Pobreza generalizada
La ausencia del Estado y la degradación ambiental generada por décadas de sobrepastoreo del ganado —que tradicionalmente ha sido criado “bajo monte”, lo que significa que a los animales se los deja sueltos para que busquen alimento— y la explotación irracional de la madera hundió en la pobreza a casi todos.
Según datos del último censo hecho en la Argentina (2010), en el departamento salteño de Rivadavia, donde están los ex lotes fiscales 55 y 14, 13.462 personas, o el 45% de la población, vivían en viviendas caracterizadas como ranchos o en casillas de madera. La mayor parte del resto de los hogares tampoco le escapaba a la precariedad: el 67,5% ni siquiera tenía heladera.
“La visión romántica de que los indígenas son los únicos que cuidan el ambiente y los criollos sólo depredan es equivocada. Por falta de medios de vida, los indígenas son generalmente la mano de obra barata para la extracción ilegal de madera. Y los criollos, a medida que obtienen seguridades de que no van a ser expulsados, realizan prácticas más conservacionistas”, dice Luis de la Cruz, especialista en antropología ambiental y presidente de la Fundación FUNGIR, una de las que trabaja en la zona con las comunidades.
Derecho a la tierra
En 1984 —diez años antes de la reforma de la Constitución Nacional argentina que reconoció el derecho de los pueblos indígenas a la propiedad y posesión de las tierras que ocupan ancestralmente—, las comunidades comenzaron a reclamar un título único que reconociera su derecho. Y en 1998, ya agrupadas en la asociación Lhaka Honhat (“Nuestra tierra”, en lengua wichí), llevaron su reclamo al sistema interamericano de derechos humanos.

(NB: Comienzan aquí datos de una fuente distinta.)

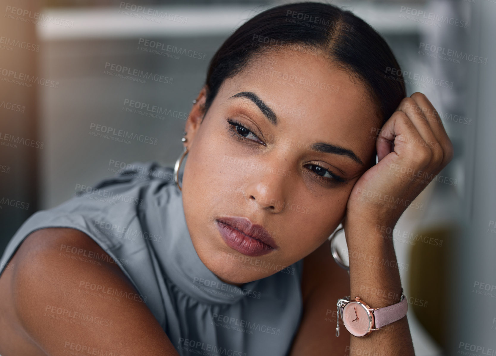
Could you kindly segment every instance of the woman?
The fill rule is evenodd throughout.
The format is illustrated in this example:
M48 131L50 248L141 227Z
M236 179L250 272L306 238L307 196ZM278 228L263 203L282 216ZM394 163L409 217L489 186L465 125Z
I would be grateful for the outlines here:
M391 68L380 36L331 5L248 21L210 62L175 170L133 165L14 236L0 354L414 355L383 232L453 149ZM329 251L341 223L349 276ZM347 295L386 309L338 313Z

En 2014, el Gobierno de Salta reconoció la propiedad de indígenas y criollos sobre las tierras. El Decreto 1498 —firmado por el entonces gobernador Juan Manuel Urtubey— estableció que 400.000 hectáreas pertenecen en propiedad comunitaria a los más de 10.000 indígenas que habitan el lugar. Las 243.000 hectáreas restantes fueron adjudicadas en condominio a 463 familias criollas. Esa partición recogió el acuerdo alcanzado por los líderes sociales en el lugar. Sin embargo, a los indígenas nunca se les delimitó su tierra ni se les dio su título de propiedad. Y, en el caso de los criollos, el proceso apenas avanzó.

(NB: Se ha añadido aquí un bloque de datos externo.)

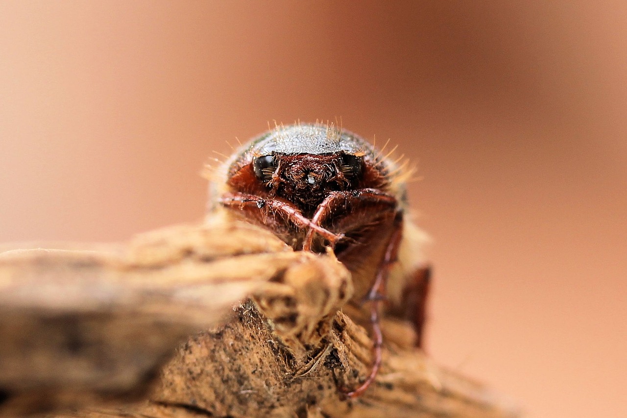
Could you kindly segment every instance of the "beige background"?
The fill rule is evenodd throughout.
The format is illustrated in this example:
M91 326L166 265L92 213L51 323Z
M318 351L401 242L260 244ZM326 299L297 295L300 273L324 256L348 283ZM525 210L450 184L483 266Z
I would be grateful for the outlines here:
M0 3L0 241L203 216L268 121L391 138L428 348L530 417L627 417L627 3Z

Hoy, las esperanzas están puestas en una histórica sentencia dada a conocer en abril de 2020 por la Corte Interamericana de Derechos Humanos, que ordenó al Estado argentino que otorgue un título de propiedad colectiva sobre 400.000 hectáreas a las 132 comunidades indígenas que habitan el lugar y asegure la relocalización de las familias criollas instaladas en ese territorio. Además, le indicó que establezca acciones para remediar la contaminación de las aguas, evitar que continúe la pérdida de recursos forestales, y garantice el acceso a una alimentación nutricional y culturalmente adecuada.

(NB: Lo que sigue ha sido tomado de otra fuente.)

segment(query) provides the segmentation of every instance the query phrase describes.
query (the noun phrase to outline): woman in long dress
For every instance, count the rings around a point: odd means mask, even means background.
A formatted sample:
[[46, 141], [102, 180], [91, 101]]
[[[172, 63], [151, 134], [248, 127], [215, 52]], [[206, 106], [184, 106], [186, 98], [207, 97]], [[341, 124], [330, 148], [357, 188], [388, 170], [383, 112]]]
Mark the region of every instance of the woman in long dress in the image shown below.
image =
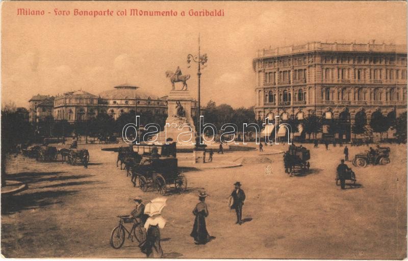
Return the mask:
[[200, 192], [198, 195], [200, 202], [197, 204], [193, 211], [193, 214], [195, 216], [195, 219], [193, 231], [190, 236], [194, 238], [196, 245], [205, 245], [215, 238], [215, 237], [210, 236], [206, 225], [206, 218], [208, 216], [208, 209], [205, 201], [207, 196], [205, 192]]
[[160, 245], [160, 230], [166, 225], [166, 220], [160, 214], [149, 217], [144, 223], [144, 228], [147, 231], [146, 240], [139, 246], [142, 252], [147, 257], [160, 258], [163, 255], [163, 249]]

El fallo fue leído con atención por organizaciones indígenas en toda América Latina, porque fue el primero del sistema interamericano de derechos humanos que estableció una relación entre el derecho a la propiedad de la tierra y su conservación ambiental. No sólo se trata de que las comunidades sean dueñas del espacio que ocupan ancestralmente, sino también de que estén en condiciones de proveerse de los recursos naturales con los que sustentan su vida, dijeron los jueces.
La Corte consideró que la tala ilegal, así como la ganadería y la instalación de alambrados por parte de los criollos, afectaron bienes ambientales y alteraron el modo tradicional de alimentación, limitaron el acceso al agua y lesionaron la identidad cultural de las comunidades indígenas, que pertenecen a los pueblos Wichí (Mataco), Iyjwaja (Chorote), Komlek (Toba), Niwackle (Chulupí) y Tapy’y (Tapiete). La sentencia tiene 133 páginas, pero existe un resumen oficial de sólo seis, que ya fue traducido a cuatro de los idiomas de esas naciones indígenas, para que los miembros de las comunidades puedan conocer su contenido.